Bodybuilders take advantage of shorter rest periods to make their muscles BIGGER. How? Well, one of the key factors in how much muscles grow is the amount of anabolic hormones your body produces after weight training (McCall et al, 1999). Short rest periods of between 1 and 2 minutes cause a greater release of these hormones than longer rest periods (Kraemer et al, 1991; Kraemer et al, 1990).
Short rest periods also cause other muscle-building bonuses like increased lactate production and blood flow to the targeted muscles (Kraemer, 1997; Kraemer et al, 1987). Don’t laugh about the blood flow bit. I know it sounds like old-school “pump” talk. But it’s been shown that the increased blood flow to your muscles helps the protein get there quicker (Biolo et al, 1995).
Muscle fatigue, caused by lactate production, has also been implicated in short-term strength gains and significant hypertrophy (Rooney et al, 1994).

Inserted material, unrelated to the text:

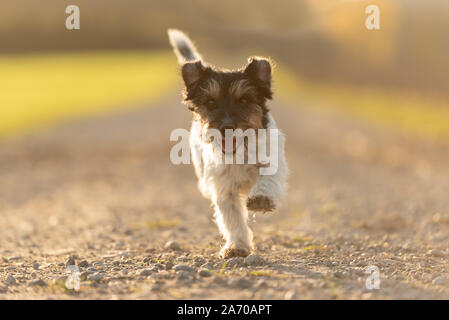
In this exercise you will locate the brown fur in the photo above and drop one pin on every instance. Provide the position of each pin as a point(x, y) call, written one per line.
point(236, 99)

Rest Periods For Endurance
Classic endurance training (light-moderate weight, 15-20 reps) draws much of its energy from aerobic metabolism. This means your body burns carbs and fats in the presence of oxygen.
Basically, endurance training is aimed at making your muscles more resistant to fatigue. Without going into complicated details, a major cause of fatigue in endurance activities is lactic acid build-up. Regularly lifting weights in a 15-20RM makes your body more efficient at clearing lactic acid from the muscles by boosting your body’s hormonal and vascular systems (Donovan & Brooks, 1983).

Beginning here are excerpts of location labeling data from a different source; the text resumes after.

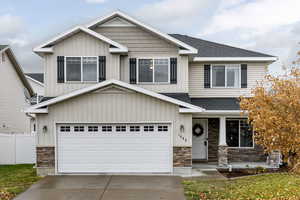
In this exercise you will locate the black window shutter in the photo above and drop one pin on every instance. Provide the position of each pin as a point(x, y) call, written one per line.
point(173, 70)
point(244, 75)
point(102, 68)
point(132, 70)
point(206, 76)
point(60, 69)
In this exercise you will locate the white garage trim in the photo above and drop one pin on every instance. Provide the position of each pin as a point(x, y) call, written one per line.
point(170, 132)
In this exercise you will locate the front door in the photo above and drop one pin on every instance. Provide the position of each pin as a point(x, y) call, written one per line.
point(199, 148)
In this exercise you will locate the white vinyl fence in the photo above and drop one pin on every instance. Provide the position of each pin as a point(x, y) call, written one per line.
point(17, 149)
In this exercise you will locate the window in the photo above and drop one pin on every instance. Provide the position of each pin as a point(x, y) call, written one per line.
point(93, 128)
point(89, 68)
point(106, 128)
point(65, 129)
point(162, 128)
point(153, 70)
point(226, 76)
point(134, 128)
point(148, 128)
point(121, 128)
point(238, 133)
point(78, 128)
point(81, 69)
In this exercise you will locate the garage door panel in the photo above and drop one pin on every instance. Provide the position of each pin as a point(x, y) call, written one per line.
point(97, 152)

Coaches from a variety of endurance-related sports usually recommend a 1:1 or 1:2 work-rest interval to increase your body’s lactate threshold (Sleamaker & Browning, Winbourne, 1998, Horswill, 1992). A strict set of 15 to 20 reps should take you between 45 seconds and 1 minute to complete… which works out to a rest period of between 45 seconds and 2 minutes.
And here’s a final interesting fact: bodybuilders (who train with short rest periods and high reps) are more fatigue-resistant than powerlifters (long rest, low reps)(Kraemer, 1987). Bodybuilders are better at clearing lactic acid.
Be Consistent, Be Accurate
The key to the optimal rest period, whether your goal be to gain strength, achieve muscular hypertrophy or increase your endurance is consistency.
Progression, be it in strength, endurance or hypertrophy comes down to overloading the muscle with increased tension for the desired rep count. If you’re halfing, doubling and guessing the rest period you’re taking between your sets session after session there’s no way in hell you’re going to be able to tell IF your rest periods are optimal for your goals or if you’re applying progressive overload.
The longer you rest the stronger you’ll be for your next set, but if endurance is your goal you’re going to want to be keeping a close eye on that clock to ensure you’re rest periods are as spartan as they need to be.
Use a timer on your phone, wear a watch or look at the clock in the gym between sets, however you choose to do it ensure it’s consistent between sets, exercises and workouts.